強誘電性のセラミックコンデンサは、誘電体に交流電圧がかかると誘電体が変形する(歪む)という特性がある。このため、可聴域の周波数(20Hz~20kHz)の電圧がセラミックコンデンサにかかるとセラミックコンデンサが振動し、基板にその振動が伝達されて音鳴きが発生する。電子機器からの不快な音が発生することが問題となり、コンデンサメーカではセラミックコンデンサからの音を図42で示すようなシステムで評価している。

図42. セラミックコンデンサの鳴き評価システム

図42. セラミックコンデンサの鳴き評価システム

MEMSアクチュエータの駆動

MEMS(Micro Electro Mechanical Systems)は、機械要素部品、センサ、アクチュエータ、電子回路を微細加工技術によって集積化したものである。1960年代から研究が始まり、現在では自動車に搭載された加速度センサや、プロジェクタに使われているミラーデバイスなど多くの製品に組込まれている。
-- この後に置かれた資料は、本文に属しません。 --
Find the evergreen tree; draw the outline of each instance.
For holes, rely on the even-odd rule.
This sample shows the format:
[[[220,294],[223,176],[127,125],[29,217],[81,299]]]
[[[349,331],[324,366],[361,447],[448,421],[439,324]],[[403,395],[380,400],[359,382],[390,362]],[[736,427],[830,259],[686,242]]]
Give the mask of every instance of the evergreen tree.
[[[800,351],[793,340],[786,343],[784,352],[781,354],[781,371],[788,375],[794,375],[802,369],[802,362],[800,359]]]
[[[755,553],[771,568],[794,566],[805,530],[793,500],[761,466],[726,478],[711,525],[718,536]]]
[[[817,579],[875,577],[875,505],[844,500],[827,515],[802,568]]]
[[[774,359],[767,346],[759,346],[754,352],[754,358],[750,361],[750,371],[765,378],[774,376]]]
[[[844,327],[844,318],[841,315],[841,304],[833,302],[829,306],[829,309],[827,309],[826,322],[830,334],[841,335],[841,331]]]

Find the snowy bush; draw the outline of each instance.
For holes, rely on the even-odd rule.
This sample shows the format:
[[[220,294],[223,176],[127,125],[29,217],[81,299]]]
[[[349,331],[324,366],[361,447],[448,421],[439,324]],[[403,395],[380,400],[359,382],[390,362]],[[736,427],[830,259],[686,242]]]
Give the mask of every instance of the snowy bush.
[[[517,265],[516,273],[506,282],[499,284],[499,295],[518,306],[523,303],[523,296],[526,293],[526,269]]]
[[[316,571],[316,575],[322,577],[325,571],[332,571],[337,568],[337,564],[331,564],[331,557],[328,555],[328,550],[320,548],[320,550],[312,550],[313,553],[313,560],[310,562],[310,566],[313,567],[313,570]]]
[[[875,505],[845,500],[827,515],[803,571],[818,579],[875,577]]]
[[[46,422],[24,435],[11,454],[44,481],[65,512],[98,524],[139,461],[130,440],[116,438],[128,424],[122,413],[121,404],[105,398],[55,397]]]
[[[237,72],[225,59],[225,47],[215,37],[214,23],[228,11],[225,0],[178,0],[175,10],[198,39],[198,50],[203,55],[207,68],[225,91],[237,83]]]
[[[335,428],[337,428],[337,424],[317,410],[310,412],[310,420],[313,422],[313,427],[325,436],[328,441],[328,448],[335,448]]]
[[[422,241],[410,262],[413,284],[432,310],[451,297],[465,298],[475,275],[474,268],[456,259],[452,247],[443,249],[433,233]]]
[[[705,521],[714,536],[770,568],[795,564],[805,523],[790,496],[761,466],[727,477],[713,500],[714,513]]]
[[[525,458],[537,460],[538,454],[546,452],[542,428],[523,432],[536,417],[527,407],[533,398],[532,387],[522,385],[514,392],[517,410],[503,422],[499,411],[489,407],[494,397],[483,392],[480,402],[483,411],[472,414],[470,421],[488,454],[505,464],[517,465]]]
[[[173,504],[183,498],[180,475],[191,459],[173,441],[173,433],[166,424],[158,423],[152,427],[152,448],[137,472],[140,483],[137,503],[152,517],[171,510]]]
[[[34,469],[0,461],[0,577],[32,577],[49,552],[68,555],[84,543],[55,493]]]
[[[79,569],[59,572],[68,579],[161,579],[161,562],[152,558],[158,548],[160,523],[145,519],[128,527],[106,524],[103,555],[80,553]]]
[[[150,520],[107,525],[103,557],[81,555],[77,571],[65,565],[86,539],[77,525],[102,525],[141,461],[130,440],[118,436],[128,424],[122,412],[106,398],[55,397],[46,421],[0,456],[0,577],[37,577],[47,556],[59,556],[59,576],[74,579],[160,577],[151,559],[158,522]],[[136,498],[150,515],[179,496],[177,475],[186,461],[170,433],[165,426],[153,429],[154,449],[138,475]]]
インクジェットプリンタや超音波モータに使われているMEMS素子を使った圧電アクチュエータは小さくかつ高速で動作するため、図43のような装置が評価試験で使われる。MEMS素子の駆動はファンクションジェネレータとバイポーラ電源によって行い、MEMS素子の挙動はレーザ変位計と顕微鏡を使って観測される。

図43. MEMSアクチュエータ評価装置

図43. MEMSアクチュエータ評価装置

D級アンプのスピーカ駆動

携帯電話やパソコンなどで使われている効率のよいデジタルアンプのことをD級アンプという。アンプの入力はアナログ波形をPWM変調したものであるため、ファンクションジェネレータのPWM変調機能を使って評価信号波形が作れる。図44にはD級アンプの駆動評価回路を示す。

図44. D級アンプの駆動

図44. D級アンプの駆動

インバータなどもPWM変調を使ってモータなどの駆動波形を作るため、同様にして駆動回路の評価環境を構築できる。